Ia baru mengetahui kabar buruk tersebut setelah adiknya menghubunginya via telepon pada pukul 12.30 WIB, tepat setelah waktu Dzuhur.
"Saya langsung bergegas pulang dan tiba di rumah sekitar pukul 13.00 WIB. Saat itu, api sudah membesar dan sudah melalap plafon rumah. Di lokasi, saya melihat banyak warga sekitar yang sudah turun tangan membantu tim Damkar memadamkan api," cerita Agus.

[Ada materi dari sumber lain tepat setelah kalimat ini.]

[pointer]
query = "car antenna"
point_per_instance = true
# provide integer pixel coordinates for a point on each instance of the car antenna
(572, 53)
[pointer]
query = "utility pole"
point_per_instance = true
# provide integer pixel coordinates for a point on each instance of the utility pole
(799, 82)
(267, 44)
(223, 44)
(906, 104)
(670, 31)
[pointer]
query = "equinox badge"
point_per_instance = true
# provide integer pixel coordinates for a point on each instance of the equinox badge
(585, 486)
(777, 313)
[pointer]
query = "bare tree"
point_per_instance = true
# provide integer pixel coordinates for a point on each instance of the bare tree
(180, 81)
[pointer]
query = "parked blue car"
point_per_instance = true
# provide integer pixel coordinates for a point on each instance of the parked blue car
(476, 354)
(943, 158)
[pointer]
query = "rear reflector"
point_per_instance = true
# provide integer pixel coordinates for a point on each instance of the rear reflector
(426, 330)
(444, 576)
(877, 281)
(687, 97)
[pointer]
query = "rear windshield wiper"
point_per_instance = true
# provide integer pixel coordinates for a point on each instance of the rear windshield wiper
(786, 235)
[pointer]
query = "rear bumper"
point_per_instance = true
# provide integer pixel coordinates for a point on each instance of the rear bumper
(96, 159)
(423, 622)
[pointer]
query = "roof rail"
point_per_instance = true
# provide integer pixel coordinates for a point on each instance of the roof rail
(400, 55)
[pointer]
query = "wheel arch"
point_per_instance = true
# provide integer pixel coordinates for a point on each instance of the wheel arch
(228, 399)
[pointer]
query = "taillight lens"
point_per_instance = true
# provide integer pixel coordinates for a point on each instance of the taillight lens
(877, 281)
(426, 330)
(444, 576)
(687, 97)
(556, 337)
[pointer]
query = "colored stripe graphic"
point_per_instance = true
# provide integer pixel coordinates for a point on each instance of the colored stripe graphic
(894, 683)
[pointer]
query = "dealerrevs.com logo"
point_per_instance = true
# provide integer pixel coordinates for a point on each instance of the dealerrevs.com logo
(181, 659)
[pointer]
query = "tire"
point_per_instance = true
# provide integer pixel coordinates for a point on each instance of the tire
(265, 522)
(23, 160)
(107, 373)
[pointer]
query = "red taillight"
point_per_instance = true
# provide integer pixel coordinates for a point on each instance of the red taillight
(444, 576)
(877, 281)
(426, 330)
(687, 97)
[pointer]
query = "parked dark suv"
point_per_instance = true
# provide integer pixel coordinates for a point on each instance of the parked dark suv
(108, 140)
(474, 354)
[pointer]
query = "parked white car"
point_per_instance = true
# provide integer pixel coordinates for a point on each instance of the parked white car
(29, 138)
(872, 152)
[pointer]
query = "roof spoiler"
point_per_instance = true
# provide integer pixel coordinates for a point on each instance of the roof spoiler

Berdasarkan keterangan warga sekitar, lanjut Agus api awalnya berasal dari ruangan milik Pak Indi, seorang penyandang disabilitas yang merupakan pemilik kasur yang terbakar tersebut. Rumah yang terbakar, kata Agus dihuni oleh 4 keluarga, yaitu keluarga Agus Humaidi sendiri, keluarga Indi (disabilitas), keluarga Nani, dan keluarga Holani.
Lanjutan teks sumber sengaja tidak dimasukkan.